Mother of God, I would leave my husband just for the chance to press my nose against a plate-glass window behind which that chocolate salted caramel tart lay.

vivien y said...

Used to go ten pin bowling and greyhound racing in Leeds in the 70s - Metropolis .......

Peter said...

I'm sorry we didn't get to have lunch together, because I would have so enjoyed watching you fling the prawn across the room into that poor woman.

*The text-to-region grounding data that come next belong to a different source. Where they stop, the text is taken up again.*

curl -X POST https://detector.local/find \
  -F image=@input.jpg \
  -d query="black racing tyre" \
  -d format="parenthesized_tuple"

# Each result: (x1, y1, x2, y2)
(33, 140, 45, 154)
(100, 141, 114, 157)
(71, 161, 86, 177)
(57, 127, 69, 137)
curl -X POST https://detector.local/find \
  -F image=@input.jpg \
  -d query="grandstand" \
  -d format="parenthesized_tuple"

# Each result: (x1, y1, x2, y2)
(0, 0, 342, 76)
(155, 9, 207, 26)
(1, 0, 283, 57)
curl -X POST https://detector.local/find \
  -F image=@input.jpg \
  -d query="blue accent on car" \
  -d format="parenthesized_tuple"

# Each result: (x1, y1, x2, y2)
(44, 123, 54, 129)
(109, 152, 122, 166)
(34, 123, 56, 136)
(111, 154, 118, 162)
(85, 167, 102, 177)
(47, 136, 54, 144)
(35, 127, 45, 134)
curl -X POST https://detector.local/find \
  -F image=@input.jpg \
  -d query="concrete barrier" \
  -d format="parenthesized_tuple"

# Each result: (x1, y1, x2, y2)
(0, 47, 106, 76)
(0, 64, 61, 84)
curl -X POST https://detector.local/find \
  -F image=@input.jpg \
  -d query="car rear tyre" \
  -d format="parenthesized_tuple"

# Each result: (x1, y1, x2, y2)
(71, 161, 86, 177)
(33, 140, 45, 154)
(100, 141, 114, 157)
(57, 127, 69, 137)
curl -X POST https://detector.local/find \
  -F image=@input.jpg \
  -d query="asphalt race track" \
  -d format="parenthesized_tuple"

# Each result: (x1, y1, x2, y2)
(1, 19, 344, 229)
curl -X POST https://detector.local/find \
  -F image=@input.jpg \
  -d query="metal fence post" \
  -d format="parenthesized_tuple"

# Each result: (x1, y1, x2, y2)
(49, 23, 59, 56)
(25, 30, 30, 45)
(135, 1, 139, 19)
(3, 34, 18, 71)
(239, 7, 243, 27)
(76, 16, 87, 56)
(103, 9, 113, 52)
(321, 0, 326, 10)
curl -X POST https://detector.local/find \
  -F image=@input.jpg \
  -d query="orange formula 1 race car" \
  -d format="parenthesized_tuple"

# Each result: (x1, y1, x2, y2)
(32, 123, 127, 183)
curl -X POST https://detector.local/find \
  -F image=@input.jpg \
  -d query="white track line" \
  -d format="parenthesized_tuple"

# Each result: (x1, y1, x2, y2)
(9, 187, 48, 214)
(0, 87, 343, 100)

Having said that, though, it was lovely to meet you. Who knew you'd be the second most famous blogger in the room? You might want to squeeze that onto your business card as well.

Johnners said...

I have only ever been to Paris as a rather truculent 12 year-old, trailing my parents, so I don't really know what you were talking about, but it sounded lovely. I could share similar tales of cake derring-do about Vienna, if you like though.
PS What Margaret said.

Sonya said...

I was in Paris for about 24 hours late last week (stopped for a layover on a frighteningly long business flight). It was just so lovely - sunny and warm and the daffodils.

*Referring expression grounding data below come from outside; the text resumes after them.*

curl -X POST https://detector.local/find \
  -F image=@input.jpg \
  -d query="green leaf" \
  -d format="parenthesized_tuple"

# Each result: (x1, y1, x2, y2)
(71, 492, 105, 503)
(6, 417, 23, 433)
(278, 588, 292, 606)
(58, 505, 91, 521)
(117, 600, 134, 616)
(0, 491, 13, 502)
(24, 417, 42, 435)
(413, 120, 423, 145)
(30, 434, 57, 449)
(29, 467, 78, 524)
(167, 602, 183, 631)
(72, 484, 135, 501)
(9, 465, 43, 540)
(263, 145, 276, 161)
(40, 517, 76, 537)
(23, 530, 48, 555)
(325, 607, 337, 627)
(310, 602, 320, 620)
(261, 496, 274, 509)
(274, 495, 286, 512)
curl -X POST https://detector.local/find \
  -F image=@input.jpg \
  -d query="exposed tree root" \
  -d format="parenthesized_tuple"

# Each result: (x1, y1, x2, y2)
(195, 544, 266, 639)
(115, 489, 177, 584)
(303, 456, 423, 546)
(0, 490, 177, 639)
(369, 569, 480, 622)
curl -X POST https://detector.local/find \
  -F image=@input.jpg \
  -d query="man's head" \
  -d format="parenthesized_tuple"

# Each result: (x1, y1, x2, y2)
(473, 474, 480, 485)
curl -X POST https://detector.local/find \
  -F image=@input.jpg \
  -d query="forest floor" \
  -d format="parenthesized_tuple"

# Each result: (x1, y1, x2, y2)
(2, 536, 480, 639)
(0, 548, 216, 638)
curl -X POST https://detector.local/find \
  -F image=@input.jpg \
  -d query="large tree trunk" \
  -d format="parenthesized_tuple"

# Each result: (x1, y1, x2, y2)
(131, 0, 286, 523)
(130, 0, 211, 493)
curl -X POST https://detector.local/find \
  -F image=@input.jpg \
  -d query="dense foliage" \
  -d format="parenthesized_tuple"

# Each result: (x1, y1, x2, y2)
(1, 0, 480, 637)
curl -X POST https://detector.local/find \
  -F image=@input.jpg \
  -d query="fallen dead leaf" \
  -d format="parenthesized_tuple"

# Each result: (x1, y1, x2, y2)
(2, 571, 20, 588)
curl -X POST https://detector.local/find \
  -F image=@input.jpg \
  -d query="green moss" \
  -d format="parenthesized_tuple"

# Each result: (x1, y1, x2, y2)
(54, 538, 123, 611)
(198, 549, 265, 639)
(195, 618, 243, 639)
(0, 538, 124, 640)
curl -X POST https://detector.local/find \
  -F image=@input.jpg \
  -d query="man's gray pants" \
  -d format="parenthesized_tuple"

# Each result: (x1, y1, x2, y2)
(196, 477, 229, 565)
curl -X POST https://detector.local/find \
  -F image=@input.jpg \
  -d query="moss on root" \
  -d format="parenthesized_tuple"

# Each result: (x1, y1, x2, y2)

I am coeliac and can't eat all the wonderful cakes, but I heard about a gluten-free patisserie, Helmut Newcake, that is apparently so amazing most of the customers don't even realise it is GF. I was devastated to learn it opened at noon, when I had to leave for CDG at 11:15. I would have bought the shop out. I was obliged to buy 2 bottles of compensatory pricey bordeaux.

Tinne from Tantrums and Tomatoes said...

My husband once launched half a crab through Dock's Café in Antwerp. That was 5 years ago, we are going again this Saturday but he is not allowed near a crab...

Nimble said...

I take comfort in the fact that Paris disapproves equally of all the inhabitants of earth who do not live within her boundaries.

I wish I was on the Rue des Rosiers right now with a dripping, spicy packet of felafel. Sigh.